Elden Ring came out just as I began to feel at my most abandoned and powerless as a chronically ill person in a global pandemic. A COVID surge had no sooner crested and begun to recede than mask mandates were being lifted, despite the fact that new variants were already appearing, with the promise of more behind them. Public messaging from politicians and major media sources devolved into gaslighting and propaganda: everyone was told to resume working, shopping, and living as if the pandemic were already over, as if the last two years were a dream it was time to wake up from.
I expected the uncompromising grimness of Elden Ring to amplify to my feelings of frustration and hopelessness. Instead, I felt relief. At least in the Lands Between, there’s no hiding how bad things truly are.
The art design evokes primal fears of ecological devastation. Characters reference the cataclysmic Shattering with little more than tired resignation and take us on journeys that reveal layer after layer of trauma. The rich and powerful hide away in crumbling fortresses or struggle to solidify their claims to power in ever more horrifying ways. Ordinary people are left to fend for themselves, waiting for something, anything, to change. The world is so openly broken that one woman blames herself for her cowardice at not volunteering for dismemberment and grafting alongside her fallen men.

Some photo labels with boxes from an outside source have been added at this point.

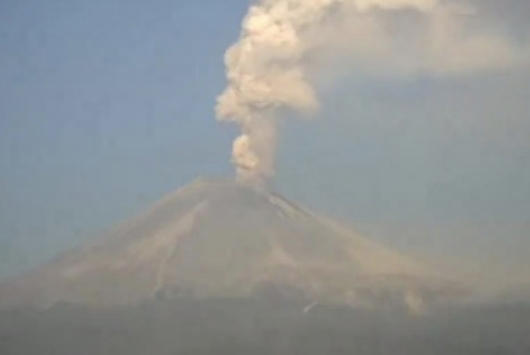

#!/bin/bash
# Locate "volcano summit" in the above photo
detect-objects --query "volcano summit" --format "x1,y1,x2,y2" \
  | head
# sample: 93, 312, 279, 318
0, 179, 458, 312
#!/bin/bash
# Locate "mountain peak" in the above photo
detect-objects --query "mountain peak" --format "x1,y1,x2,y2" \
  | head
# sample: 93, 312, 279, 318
0, 178, 462, 310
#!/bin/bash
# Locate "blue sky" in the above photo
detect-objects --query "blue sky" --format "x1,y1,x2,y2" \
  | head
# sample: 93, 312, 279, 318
0, 0, 530, 277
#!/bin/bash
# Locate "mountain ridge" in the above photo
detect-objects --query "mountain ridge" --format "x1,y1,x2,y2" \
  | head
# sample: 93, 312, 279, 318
0, 178, 460, 312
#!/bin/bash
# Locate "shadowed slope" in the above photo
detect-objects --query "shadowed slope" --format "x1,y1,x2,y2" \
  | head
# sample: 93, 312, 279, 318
0, 179, 457, 311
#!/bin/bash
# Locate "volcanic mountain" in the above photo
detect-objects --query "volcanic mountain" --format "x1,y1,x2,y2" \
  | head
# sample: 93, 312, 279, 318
0, 179, 458, 311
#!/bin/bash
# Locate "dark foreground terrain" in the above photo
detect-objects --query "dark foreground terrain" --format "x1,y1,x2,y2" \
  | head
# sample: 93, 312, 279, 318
0, 299, 530, 355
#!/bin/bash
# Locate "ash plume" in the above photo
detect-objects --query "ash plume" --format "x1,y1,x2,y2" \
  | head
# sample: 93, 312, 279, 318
216, 0, 522, 184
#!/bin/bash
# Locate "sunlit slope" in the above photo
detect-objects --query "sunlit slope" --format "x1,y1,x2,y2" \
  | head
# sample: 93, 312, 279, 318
0, 179, 458, 311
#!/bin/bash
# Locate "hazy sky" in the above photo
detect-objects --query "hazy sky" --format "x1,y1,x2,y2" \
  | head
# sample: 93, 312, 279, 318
0, 0, 530, 276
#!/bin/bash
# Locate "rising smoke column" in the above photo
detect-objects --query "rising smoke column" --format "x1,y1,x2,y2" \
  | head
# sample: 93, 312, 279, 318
216, 0, 511, 184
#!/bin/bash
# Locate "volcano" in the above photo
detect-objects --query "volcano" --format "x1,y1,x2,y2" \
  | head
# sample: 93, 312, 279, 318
0, 179, 458, 311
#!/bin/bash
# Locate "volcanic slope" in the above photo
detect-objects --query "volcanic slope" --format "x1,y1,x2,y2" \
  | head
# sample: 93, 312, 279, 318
0, 179, 459, 312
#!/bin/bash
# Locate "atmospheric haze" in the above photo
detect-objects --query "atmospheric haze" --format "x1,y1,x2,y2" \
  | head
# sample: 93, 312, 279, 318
217, 0, 527, 184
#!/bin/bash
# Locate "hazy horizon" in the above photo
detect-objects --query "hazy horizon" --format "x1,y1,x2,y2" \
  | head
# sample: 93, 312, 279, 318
0, 0, 530, 288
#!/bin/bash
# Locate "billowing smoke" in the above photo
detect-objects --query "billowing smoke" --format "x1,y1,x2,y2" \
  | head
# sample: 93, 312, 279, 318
216, 0, 517, 183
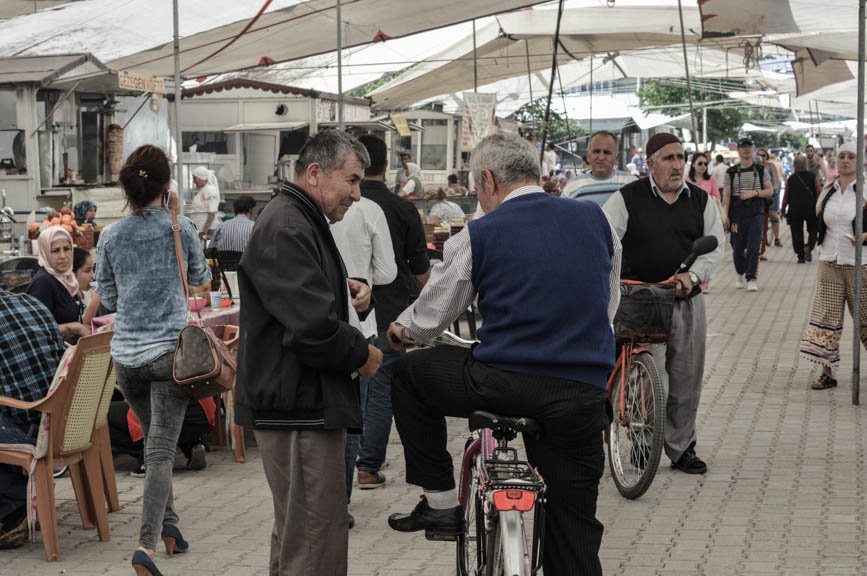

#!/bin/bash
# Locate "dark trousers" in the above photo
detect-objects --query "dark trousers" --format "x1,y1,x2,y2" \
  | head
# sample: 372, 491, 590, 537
108, 400, 211, 464
731, 213, 764, 281
0, 408, 36, 521
391, 346, 608, 575
788, 216, 819, 260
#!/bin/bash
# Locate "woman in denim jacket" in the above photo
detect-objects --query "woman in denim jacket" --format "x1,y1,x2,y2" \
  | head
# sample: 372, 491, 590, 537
97, 145, 210, 576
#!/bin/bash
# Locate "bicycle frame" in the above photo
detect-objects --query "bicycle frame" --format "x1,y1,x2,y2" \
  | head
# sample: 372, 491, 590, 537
459, 428, 545, 576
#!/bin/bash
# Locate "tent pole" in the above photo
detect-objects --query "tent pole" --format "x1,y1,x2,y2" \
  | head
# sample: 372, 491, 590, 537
539, 0, 563, 169
588, 54, 593, 134
677, 0, 698, 138
557, 65, 578, 173
852, 0, 867, 405
337, 0, 343, 130
172, 0, 185, 205
473, 18, 482, 93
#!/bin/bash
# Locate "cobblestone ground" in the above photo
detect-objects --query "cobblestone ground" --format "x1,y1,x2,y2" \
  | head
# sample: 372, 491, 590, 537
0, 226, 867, 576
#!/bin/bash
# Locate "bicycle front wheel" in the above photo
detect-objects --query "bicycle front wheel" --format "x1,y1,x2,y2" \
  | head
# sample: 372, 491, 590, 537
608, 352, 665, 500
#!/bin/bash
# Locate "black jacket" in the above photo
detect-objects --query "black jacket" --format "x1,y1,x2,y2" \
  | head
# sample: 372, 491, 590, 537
235, 184, 368, 430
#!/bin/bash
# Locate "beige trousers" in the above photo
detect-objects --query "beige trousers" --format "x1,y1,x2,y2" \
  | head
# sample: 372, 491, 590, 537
254, 430, 349, 576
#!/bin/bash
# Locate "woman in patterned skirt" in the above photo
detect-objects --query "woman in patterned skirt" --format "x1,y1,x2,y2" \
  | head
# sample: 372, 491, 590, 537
801, 142, 867, 390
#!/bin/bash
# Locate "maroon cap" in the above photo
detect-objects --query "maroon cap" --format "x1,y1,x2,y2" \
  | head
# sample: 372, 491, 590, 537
645, 132, 680, 158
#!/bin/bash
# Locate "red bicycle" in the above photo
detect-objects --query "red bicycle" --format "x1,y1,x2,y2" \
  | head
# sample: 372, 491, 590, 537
606, 236, 717, 500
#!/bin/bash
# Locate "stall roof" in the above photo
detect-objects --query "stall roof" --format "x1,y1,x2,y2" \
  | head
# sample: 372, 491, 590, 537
0, 54, 105, 86
167, 78, 370, 106
223, 122, 310, 132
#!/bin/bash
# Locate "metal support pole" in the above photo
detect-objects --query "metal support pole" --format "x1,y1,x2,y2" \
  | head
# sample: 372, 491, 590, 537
677, 0, 698, 138
337, 0, 343, 130
539, 0, 563, 169
473, 20, 482, 92
852, 0, 867, 405
172, 0, 185, 209
588, 54, 593, 134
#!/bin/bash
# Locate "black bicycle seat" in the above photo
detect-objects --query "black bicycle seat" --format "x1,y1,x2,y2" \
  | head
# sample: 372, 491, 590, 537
470, 410, 542, 436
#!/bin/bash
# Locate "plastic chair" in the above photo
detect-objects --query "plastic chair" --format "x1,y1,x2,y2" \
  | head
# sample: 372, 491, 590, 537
0, 332, 112, 562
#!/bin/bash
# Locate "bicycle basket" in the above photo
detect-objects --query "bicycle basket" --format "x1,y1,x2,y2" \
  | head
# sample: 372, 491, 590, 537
614, 283, 675, 343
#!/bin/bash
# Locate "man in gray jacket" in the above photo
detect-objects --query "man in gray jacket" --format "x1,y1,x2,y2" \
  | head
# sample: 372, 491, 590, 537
235, 130, 382, 576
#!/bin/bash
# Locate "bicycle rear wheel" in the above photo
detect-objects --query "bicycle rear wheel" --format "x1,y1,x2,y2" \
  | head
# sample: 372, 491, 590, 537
608, 352, 665, 500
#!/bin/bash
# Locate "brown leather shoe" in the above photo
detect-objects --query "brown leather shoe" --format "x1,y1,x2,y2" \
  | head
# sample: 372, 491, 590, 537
358, 470, 385, 490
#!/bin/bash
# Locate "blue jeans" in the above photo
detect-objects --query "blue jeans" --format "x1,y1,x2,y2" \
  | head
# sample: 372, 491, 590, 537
346, 331, 404, 502
116, 352, 190, 549
0, 408, 38, 520
730, 213, 764, 281
357, 331, 405, 472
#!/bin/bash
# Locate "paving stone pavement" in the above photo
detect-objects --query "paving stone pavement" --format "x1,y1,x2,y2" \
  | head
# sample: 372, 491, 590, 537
0, 226, 867, 576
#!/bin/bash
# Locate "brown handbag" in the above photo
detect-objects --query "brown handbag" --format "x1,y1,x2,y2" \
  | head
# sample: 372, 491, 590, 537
172, 212, 237, 400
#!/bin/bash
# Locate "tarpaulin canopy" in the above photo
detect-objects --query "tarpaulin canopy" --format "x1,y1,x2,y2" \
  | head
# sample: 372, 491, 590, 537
369, 1, 700, 109
108, 0, 556, 76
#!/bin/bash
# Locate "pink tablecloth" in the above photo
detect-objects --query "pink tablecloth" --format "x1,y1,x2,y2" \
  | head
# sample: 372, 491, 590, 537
90, 303, 241, 332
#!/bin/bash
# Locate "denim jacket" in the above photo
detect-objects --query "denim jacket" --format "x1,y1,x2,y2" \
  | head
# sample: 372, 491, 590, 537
96, 207, 211, 368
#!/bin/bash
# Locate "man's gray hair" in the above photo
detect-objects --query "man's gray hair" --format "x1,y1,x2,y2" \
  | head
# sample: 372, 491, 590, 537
470, 134, 542, 185
295, 129, 370, 176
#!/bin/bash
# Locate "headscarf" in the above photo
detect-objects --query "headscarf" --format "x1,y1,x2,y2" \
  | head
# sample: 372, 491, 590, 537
37, 226, 78, 296
193, 166, 220, 201
72, 200, 96, 224
406, 162, 421, 178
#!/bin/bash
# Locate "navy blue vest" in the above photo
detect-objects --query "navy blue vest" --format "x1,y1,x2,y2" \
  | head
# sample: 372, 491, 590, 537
469, 192, 614, 388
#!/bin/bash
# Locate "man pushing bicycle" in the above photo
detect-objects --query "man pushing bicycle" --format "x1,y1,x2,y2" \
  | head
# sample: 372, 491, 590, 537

Riding around landscapes of bleached coral and visible pestilence, there was no need to hide my fear and revulsion. There is plenty to question about the motives of the Two Fingers and the methods of the Tarnished, but there is no doubt that the Shattering has created an impossible stalemate that locked the world in perpetual suffering. There is certainly no pretense that the golden age lives on; those who want us to reclaim the power of the Elden Ring are pushing towards new futures, not trying to resurrect the past. Even at points where characters seem to have made peace with their more terrifying neighbors, we are still clearly meant to feel horror and disgust when giant disembodied hands erupt from the ground or a face is revealed in a place it absolutely should not be.
No such shared understanding exists in the real world. Withdrawing virus protections with no plan to prevent future waves or protect the high-risk has left many of us feeling forgotten and confused. When masks are scarce in regions where community spread is still present, places like grocery stores and dentists’ offices become inaccessible to people undergoing chemotherapy or being treated for autoimmune diseases. Nearly half of Americans have an “underlying condition” that makes them more susceptible to the virus; young children cannot currently be vaccinated at all, putting them at risk for significant long-term health complications. Watching precautions disappear prematurely has been scary enough as someone in a higher-risk group, but it’s the way that danger has been twisted into “freedom” and “normalcy” by those in power that has made it a special kind of horror.
The absence of this kind of national gaslighting in the Lands Between has been extremely cathartic. Being in a place where things were so unquestionably wrong helped me understand why I’ve felt so on edge when everything is supposedly getting better. Of course, honesty about the state of the world won’t fix our problems; we are long past “flattening the curve” through any kind of individual action. But our choices still have one power: they can add to the weight of denial, or they can demonstrate solidarity with those who are most at risk. We may not be able to implement the structural changes needed to make our spaces safe for all, but we can learn to integrate precautions into our lives so that high-risk people can stay connected and engaged. We can work, shop, and live in ways that communicate no one is expendable, whatever the dominant narrative may be.
Like most people over the last few years, I tend to use games to escape to better worlds. I did not expect to feel validated by a worse one, one so brutally honest that I had space to admit that everything is not OK.